Asymptotic analysis of an advection-diffusion equation involving interacting boundary and internal layers (1904.12669v1)

Abstract: As $\varepsilon$ goes to zero, the unique solution of the scalar advection-diffusion equation $y^{\varepsilon}_t-\varepsilon y^{\varepsilon}_{xx} + M y^{\varepsilon}_x=0$, $(x,t)\in (0,1)\times (0,T)$ submitted to Dirichlet boundary conditions exhibits a boundary layer of size $\mathcal{O}(\varepsilon)$ and an internal layer of size $\mathcal{O}(\sqrt{\varepsilon})$. If the time $T$ is large enough, these thin layers where the solution $y^{\varepsilon}$ displays rapid variations intersect and interact each other.

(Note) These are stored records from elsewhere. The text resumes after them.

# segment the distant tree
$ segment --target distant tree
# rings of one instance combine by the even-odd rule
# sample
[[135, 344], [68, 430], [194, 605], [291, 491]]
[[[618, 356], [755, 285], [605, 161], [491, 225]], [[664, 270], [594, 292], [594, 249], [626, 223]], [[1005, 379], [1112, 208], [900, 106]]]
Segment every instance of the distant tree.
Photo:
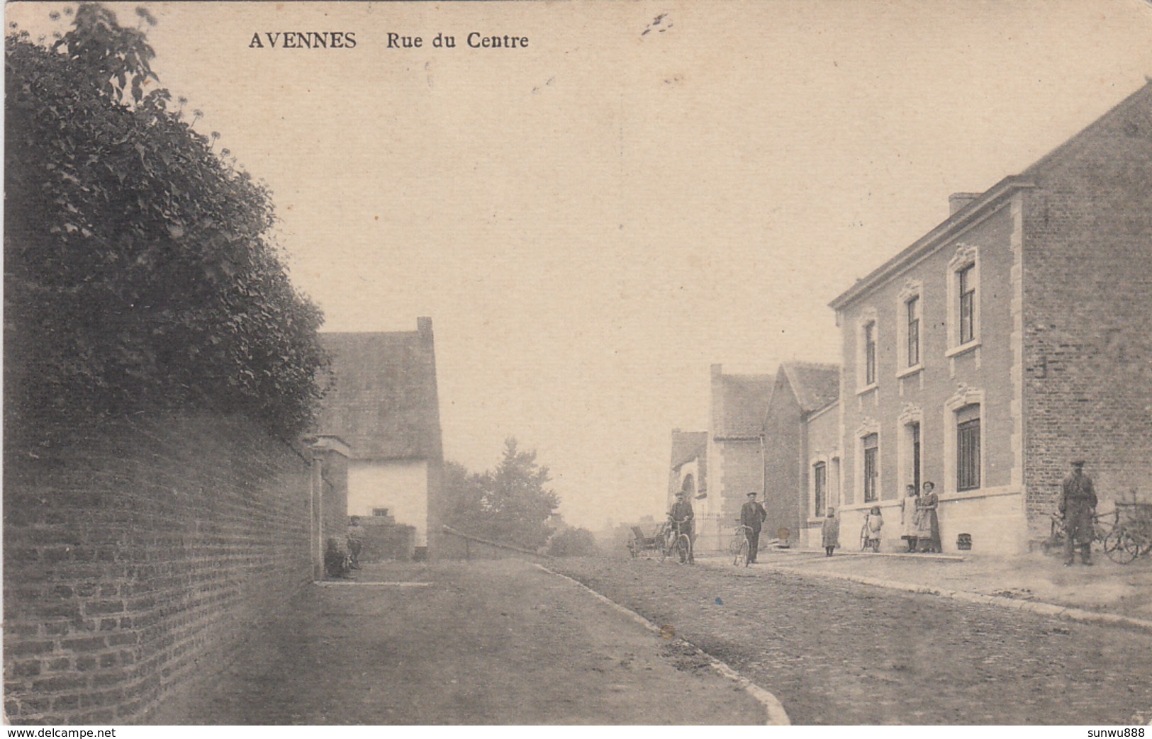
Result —
[[598, 551], [596, 538], [586, 528], [561, 528], [548, 541], [548, 554], [553, 557], [588, 557]]
[[446, 463], [445, 521], [477, 536], [539, 549], [552, 535], [548, 517], [560, 506], [560, 498], [546, 487], [550, 481], [536, 452], [520, 450], [509, 437], [492, 471], [470, 473], [463, 465]]
[[109, 9], [6, 41], [9, 432], [156, 407], [305, 428], [323, 318], [270, 241], [268, 190], [169, 109], [144, 31]]

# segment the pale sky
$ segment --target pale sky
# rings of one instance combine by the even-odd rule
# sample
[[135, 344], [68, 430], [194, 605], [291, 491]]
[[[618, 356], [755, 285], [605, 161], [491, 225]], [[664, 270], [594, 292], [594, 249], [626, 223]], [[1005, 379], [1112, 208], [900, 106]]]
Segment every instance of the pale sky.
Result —
[[137, 5], [325, 328], [431, 315], [447, 458], [516, 436], [592, 528], [660, 513], [710, 364], [838, 361], [831, 299], [1152, 75], [1146, 0]]

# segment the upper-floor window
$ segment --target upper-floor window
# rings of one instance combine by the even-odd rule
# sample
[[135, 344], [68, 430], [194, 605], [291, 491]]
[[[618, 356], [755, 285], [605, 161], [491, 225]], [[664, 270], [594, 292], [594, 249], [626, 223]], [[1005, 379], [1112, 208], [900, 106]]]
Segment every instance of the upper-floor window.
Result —
[[864, 384], [876, 384], [876, 321], [864, 325]]
[[956, 489], [980, 487], [980, 406], [965, 405], [956, 411]]
[[976, 338], [976, 265], [962, 267], [956, 273], [960, 294], [960, 343]]
[[828, 465], [823, 462], [817, 462], [812, 465], [812, 492], [814, 494], [814, 515], [817, 517], [824, 516], [824, 509], [827, 505], [828, 495]]
[[864, 437], [864, 502], [871, 503], [880, 495], [880, 435]]
[[920, 296], [912, 296], [904, 303], [908, 320], [908, 366], [920, 364]]

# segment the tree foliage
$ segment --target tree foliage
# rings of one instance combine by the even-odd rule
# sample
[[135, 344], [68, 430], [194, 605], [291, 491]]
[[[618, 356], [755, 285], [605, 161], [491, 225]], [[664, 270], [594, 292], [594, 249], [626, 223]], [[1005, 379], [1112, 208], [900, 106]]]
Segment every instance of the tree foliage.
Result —
[[588, 557], [597, 551], [596, 538], [586, 528], [568, 526], [548, 540], [548, 554], [553, 557]]
[[6, 41], [9, 428], [174, 406], [306, 427], [323, 317], [271, 242], [268, 190], [170, 109], [144, 32], [107, 8], [51, 46]]
[[518, 547], [544, 547], [553, 531], [548, 518], [560, 506], [560, 498], [546, 487], [550, 481], [548, 468], [536, 463], [536, 452], [522, 451], [515, 439], [505, 442], [494, 470], [475, 473], [448, 462], [446, 523]]

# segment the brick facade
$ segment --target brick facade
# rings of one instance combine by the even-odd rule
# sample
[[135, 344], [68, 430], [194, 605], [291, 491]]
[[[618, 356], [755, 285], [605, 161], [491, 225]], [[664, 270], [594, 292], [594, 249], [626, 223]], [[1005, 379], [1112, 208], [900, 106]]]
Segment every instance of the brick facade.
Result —
[[[1071, 458], [1087, 460], [1101, 511], [1134, 488], [1147, 497], [1150, 172], [1152, 83], [1021, 175], [955, 198], [832, 303], [844, 531], [918, 478], [937, 483], [946, 551], [958, 534], [973, 551], [1022, 551], [1047, 533]], [[975, 456], [961, 451], [973, 420]]]
[[5, 454], [12, 723], [152, 721], [311, 580], [308, 452], [248, 422], [138, 419]]

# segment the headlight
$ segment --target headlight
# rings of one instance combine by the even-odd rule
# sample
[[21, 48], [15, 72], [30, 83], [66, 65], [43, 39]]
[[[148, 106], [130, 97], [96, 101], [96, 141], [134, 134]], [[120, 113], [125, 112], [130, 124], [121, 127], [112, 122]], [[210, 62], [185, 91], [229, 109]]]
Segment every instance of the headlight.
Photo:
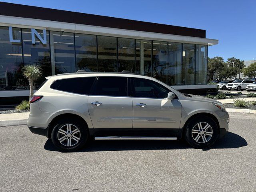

Using the method of matched asymptotic expansions, we show how we can construct an explicit approximation $\widetilde{P}^\varepsilon$ of the solution $y^\varepsilon$ satisfying $\Vert y^{\varepsilon}-\widetilde{P}^\varepsilon\Vert_{L^\infty(0,T; L^2(0,1))}=\mathcal{O}(\varepsilon^{3/2})$ and $\Vert y^{\varepsilon}-\widetilde{P}^\varepsilon\Vert_{L^2(0,T; H^1(0,1))}=\mathcal{O}(\varepsilon)$, for all $\varepsilon$ small enough.